Mcrouter

When you want to cache data in-memory temporarily, a well-established and reliable technology you can use is Memcached. It is not as feature-rich as Redis but is simpler, with a straightforward protocol. The client implementations for various programming languages are also mature, making it easy to deploy in production environments. There are quite a few cases where a Memcached cluster is introduced to alleviate performance bottlenecks in backend systems like MySQL or PostgreSQL.

Even a single instance can scale reasonably well, and with the evolution of managed services like AWS Elasticache for Memcached, it is easy to implement quickly. Up to a certain scale, that is.

Mcrouter is a service originally introduced in a paper titled "Scaling Memcache at Facebook" by Facebook (now Meta). Facebook needed to handle 500 million Requests Per Second (RPS) during peak times for services like Facebook and Instagram, necessitating numerous innovations in their caching platform (no matter how much you optimize the RDBMS layer, it can't handle this scale).

Mcrouter is essentially a sophisticated proxy that understands the ASCII protocol of Memcached and includes various features. It is developed under facebook/mcrouter.

From the client's perspective, it looks like a server, and from the server's perspective, it looks like a client, making it transparent. In other words, it does a good job without requiring you to add custom implementations or forks to the Memcached servers—just place it in between.

Mcrouter architecture

To improve scalability and fault tolerance, features like connection pooling, flexible prefix routing setup, transparent large values composition, and auto failover are implemented.
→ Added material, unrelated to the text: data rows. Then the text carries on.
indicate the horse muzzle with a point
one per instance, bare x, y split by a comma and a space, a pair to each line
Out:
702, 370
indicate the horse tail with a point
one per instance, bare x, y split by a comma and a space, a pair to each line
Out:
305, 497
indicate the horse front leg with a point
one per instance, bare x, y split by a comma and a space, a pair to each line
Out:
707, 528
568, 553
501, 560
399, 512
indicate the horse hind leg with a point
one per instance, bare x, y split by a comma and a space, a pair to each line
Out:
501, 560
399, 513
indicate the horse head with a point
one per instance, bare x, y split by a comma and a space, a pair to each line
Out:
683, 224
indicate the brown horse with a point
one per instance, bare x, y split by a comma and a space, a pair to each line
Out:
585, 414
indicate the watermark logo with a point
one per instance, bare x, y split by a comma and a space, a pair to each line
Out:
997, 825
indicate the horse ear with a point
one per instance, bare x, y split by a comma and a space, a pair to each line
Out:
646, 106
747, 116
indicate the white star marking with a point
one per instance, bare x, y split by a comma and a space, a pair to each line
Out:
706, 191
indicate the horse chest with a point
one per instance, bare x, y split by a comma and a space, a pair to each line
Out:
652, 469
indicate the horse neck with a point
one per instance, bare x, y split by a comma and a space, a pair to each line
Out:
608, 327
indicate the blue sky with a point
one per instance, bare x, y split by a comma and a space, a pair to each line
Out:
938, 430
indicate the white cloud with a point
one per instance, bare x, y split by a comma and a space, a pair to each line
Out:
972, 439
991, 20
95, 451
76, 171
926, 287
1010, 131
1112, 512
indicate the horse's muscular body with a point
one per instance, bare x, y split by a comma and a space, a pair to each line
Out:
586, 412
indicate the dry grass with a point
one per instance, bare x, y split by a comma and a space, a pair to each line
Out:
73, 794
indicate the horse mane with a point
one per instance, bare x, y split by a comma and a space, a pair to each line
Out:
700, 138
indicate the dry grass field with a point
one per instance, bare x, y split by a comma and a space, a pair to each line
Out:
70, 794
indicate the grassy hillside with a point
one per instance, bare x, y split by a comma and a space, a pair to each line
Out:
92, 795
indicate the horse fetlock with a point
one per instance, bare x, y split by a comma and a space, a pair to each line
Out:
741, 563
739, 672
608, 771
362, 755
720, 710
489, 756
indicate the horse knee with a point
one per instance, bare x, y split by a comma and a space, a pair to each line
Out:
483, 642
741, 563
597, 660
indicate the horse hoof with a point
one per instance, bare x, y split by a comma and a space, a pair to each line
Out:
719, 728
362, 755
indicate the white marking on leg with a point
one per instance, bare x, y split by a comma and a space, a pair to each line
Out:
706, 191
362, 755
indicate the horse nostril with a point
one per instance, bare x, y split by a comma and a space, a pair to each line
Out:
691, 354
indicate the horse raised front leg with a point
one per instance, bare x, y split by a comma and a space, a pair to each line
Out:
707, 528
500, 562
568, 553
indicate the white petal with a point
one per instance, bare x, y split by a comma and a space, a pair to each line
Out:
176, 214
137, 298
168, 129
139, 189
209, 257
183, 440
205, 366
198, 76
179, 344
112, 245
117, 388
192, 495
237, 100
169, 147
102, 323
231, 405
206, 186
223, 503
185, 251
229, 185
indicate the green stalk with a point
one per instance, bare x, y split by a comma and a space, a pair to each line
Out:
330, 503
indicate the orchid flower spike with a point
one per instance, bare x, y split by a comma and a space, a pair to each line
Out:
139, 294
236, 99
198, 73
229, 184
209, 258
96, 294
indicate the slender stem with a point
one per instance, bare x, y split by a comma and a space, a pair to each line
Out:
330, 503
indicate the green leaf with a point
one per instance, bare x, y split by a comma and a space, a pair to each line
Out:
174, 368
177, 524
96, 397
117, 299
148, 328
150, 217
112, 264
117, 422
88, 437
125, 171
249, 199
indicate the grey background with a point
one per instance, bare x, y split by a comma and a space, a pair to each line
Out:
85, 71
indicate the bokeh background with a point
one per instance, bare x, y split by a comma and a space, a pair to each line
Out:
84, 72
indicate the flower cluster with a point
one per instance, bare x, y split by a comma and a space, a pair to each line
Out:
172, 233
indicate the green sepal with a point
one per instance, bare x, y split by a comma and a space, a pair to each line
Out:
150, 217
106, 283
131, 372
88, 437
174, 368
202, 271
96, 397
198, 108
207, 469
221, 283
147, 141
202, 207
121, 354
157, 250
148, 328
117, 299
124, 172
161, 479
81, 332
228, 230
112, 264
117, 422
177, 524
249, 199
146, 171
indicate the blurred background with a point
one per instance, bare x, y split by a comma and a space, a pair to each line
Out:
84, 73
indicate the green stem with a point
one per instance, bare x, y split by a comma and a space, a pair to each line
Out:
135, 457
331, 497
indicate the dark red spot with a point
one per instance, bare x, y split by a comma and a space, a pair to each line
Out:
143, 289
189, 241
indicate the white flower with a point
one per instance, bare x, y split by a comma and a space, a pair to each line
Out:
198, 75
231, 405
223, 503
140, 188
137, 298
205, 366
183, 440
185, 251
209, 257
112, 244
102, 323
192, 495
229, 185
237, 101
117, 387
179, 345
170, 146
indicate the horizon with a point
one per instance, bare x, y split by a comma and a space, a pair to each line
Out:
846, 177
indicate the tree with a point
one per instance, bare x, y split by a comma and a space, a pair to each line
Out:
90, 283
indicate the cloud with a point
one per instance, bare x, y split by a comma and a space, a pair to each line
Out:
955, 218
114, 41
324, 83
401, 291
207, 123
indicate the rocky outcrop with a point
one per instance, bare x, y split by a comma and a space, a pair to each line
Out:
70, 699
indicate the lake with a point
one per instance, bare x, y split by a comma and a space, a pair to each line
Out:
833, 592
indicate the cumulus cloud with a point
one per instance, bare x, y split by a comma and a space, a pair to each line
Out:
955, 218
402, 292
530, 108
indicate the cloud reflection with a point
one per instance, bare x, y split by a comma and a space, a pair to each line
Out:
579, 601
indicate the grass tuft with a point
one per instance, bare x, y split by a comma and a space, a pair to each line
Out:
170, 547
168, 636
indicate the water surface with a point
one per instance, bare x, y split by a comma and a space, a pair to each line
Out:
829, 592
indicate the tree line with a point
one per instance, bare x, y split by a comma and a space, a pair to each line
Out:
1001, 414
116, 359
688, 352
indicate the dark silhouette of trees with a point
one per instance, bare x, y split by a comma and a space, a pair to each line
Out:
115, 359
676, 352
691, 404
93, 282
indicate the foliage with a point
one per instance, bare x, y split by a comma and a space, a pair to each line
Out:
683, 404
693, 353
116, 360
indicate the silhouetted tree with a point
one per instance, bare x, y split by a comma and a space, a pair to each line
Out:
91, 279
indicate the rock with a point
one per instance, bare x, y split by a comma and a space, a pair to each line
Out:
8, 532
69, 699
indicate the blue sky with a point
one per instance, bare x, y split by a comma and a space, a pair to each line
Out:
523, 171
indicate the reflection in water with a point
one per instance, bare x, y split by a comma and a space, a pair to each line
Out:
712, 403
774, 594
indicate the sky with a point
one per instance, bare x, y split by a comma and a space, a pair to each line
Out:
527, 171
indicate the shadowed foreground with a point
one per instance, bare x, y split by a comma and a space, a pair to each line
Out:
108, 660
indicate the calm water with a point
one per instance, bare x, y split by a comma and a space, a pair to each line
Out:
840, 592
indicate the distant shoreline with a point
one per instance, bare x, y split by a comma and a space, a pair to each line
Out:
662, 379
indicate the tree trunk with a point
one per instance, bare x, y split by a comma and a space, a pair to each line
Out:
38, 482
For example, one of these features is the Connection Pool. This manages multiple Memcached instances as a "pool." All mappings are contained within Mcrouter, and it routes efficiently using Consistent Hashing. This feature is not particularly rare.

Mcrouter Connection Pool

Routing can also be configured flexibly. For instance, Prefix Routing routes based on the longest prefix match of an object's key. This allows you to allocate pools with different capacities according to the workload. Specifically, you can assign "Page Cache for Rails to Workload 1" or "ActiveRecord Cache to Workload 2." By changing the instance sizes and settings assigned to the pools, you can aim for further performance improvements by allocating the optimal pool for each workload.

Mcrouter Prefix Routing

There is also a failover mechanism for handling temporary issues like network or hardware failures that prevent a pool from processing requests. When an error response is received, it temporarily proxies the request to a pre-specified fallback destination. Although simple, you can use a special pool called a Gutter server, as introduced in the original paper. While it can't handle platform-wide failures, it is robust against smaller scope issues, including maintenance mishaps. Thanks to the Gutter server, unnecessary load on the backend database is avoided even during emergencies.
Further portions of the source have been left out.